Partial Derivative
1. Let's start by stating the problem: We want to understand the concept of partial derivatives, especially in the context of management mathematics.
2. A partial derivative measures how a multivariable function changes as one variable changes, keeping the other variables constant.
3. The general formula for the partial derivative of a function $f(x,y,\ldots)$ with respect to $x$ is:
$$\frac{\partial f}{\partial x} = \lim_{h \to 0} \frac{f(x+h,y,\ldots) - f(x,y,\ldots)}{h}$$
4. Important rules:
- Treat all other variables as constants when differentiating with respect to one variable.
- Partial derivatives help analyze how changing one factor affects the outcome in models with multiple variables.
5. Example: Suppose a profit function $P(x,y) = 5x^2y + 3xy^2$, where $x$ and $y$ are quantities of two products.
6. To find the partial derivative of $P$ with respect to $x$, treat $y$ as constant:
$$\frac{\partial P}{\partial x} = \frac{\partial}{\partial x} (5x^2y + 3xy^2) = 10xy + 3y^2$$
7. To find the partial derivative of $P$ with respect to $y$, treat $x$ as constant:
$$\frac{\partial P}{\partial y} = \frac{\partial}{\partial y} (5x^2y + 3xy^2) = 5x^2 + 6xy$$
8. Interpretation: $\frac{\partial P}{\partial x}$ shows how profit changes when we increase product $x$ quantity, keeping $y$ fixed.
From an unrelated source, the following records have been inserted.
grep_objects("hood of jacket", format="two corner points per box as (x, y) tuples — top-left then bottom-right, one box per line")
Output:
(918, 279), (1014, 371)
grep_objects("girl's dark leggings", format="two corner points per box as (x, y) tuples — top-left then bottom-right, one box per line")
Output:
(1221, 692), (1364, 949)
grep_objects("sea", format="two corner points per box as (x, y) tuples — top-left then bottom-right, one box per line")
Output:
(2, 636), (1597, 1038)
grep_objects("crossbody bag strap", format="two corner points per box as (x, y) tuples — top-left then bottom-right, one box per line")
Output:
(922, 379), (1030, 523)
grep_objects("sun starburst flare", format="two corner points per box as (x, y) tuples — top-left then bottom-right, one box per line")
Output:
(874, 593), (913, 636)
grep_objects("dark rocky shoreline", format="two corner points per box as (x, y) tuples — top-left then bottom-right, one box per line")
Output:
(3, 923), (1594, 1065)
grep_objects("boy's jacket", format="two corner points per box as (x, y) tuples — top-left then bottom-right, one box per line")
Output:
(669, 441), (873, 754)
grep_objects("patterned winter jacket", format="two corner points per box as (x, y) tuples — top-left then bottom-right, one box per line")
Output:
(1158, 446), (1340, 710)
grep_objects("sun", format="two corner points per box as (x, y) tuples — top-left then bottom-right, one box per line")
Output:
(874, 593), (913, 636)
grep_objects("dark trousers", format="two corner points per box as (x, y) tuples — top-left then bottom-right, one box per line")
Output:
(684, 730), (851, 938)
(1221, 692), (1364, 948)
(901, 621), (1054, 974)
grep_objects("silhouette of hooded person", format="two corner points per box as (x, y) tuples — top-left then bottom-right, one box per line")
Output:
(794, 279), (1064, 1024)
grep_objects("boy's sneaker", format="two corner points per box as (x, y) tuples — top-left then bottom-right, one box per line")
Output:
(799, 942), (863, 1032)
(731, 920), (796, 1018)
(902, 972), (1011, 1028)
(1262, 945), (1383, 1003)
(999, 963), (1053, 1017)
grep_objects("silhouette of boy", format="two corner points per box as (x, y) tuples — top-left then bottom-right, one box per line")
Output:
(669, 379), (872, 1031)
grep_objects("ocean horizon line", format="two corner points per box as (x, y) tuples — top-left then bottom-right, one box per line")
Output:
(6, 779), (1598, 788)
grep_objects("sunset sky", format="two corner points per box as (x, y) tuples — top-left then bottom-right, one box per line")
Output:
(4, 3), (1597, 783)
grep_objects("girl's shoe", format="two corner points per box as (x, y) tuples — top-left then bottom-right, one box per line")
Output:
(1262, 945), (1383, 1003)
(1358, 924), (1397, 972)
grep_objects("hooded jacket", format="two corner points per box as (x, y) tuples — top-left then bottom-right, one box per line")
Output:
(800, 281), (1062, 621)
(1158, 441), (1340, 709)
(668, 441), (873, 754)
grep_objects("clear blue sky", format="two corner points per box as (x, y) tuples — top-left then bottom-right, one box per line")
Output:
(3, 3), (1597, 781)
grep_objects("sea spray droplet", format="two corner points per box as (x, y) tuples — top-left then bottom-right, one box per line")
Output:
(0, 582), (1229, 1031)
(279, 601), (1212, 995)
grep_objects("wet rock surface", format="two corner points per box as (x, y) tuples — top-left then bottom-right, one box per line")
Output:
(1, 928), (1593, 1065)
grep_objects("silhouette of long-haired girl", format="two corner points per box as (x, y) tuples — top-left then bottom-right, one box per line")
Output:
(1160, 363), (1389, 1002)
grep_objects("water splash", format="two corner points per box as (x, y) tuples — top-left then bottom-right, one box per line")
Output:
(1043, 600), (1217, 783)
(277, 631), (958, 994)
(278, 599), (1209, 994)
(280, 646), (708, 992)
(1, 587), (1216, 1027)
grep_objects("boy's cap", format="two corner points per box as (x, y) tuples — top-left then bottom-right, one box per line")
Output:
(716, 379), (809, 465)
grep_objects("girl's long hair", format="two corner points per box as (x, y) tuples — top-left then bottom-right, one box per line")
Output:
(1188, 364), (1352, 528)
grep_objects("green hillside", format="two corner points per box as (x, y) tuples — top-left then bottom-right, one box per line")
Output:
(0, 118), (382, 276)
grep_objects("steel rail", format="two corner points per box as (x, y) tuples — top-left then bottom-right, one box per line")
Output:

9. Similarly, $\frac{\partial P}{\partial y}$ shows how profit changes when we increase product $y$ quantity, keeping $x$ fixed.
10. This helps managers decide which product to focus on to maximize profit by analyzing marginal effects.
In summary, partial derivatives are essential in management mathematics to understand the sensitivity of outcomes to changes in individual variables in multivariable models.